The disadvantage of these types of arrangements is the adverse impact of the
largely
condensing and largely boiling-type heating requirements of the distillation
column condenser
and reboiler on the overall heating and cooling curves to condense the natural
gas to LNG.
These impacts may result in temperature pinches in the heat exchangers that
diminish the
effectiveness of the available UN supply. According to the invention, the
condenser and
reboiler cooling and heating duties are cross-exchanged such that the cold
duty available from
the reboiler is used to meet the hot duty required of the condenser. To
accomplish this, a heat
pump condenser and reboiler system is used to increase the pressure of the
distillation column
overhead stream 34 such that the temperature of the compressed overhead stream
is higher than
the temperature of the greenhouse gas product stream 36. Specifically, the
heat pump
condenser and reboiler system comprises an overhead compressor 38 that
compresses and
warms the overhead stream 34, a heat pump heat exchanger 40 that cools the
overhead stream
and warms the greenhouse gas product stream, and a pressure reduction device
42 that reduces
the pressure of the cooled overhead stream and reduces its pressure.
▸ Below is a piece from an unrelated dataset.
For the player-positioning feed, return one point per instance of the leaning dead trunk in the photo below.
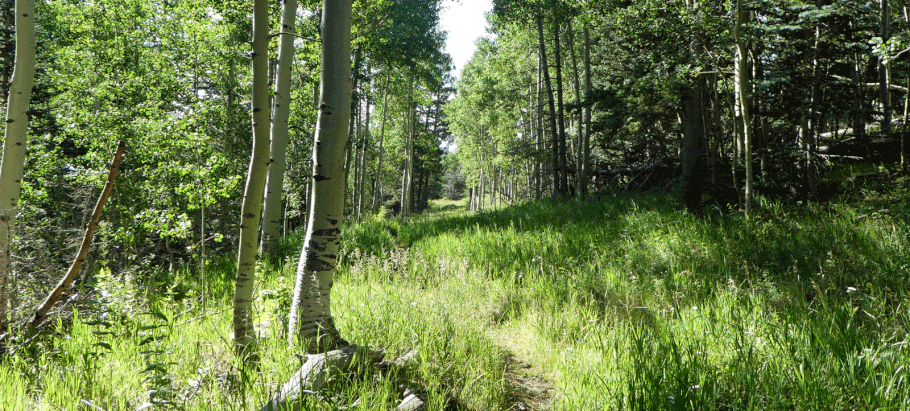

The
pressure reduction
device 42 may be a Joule-Thomson valve or a turbo-expander. At this point the
overhead
stream has become a partially condensed overhead stream 43. If desired, a
first separator 44
may be used to separate the partially condensed overhead stream 43 to form an
overhead
product stream 45 and a column reflux stream 46. The overhead product stream
45, being the
overhead product of both the distillation column 32 and the first separator
44, is comprised of
GAN substantially decontaminated of greenhouse gases such as methane, ethane,
etc., and exits
the greenhouse gas removal unit 30 for further heat exchange operations and
venting as will be
described herein. Because the column reflux stream 46 may include some
greenhouse gases,
the column reflux stream is sent back to the distillation column 32 for
further separation steps.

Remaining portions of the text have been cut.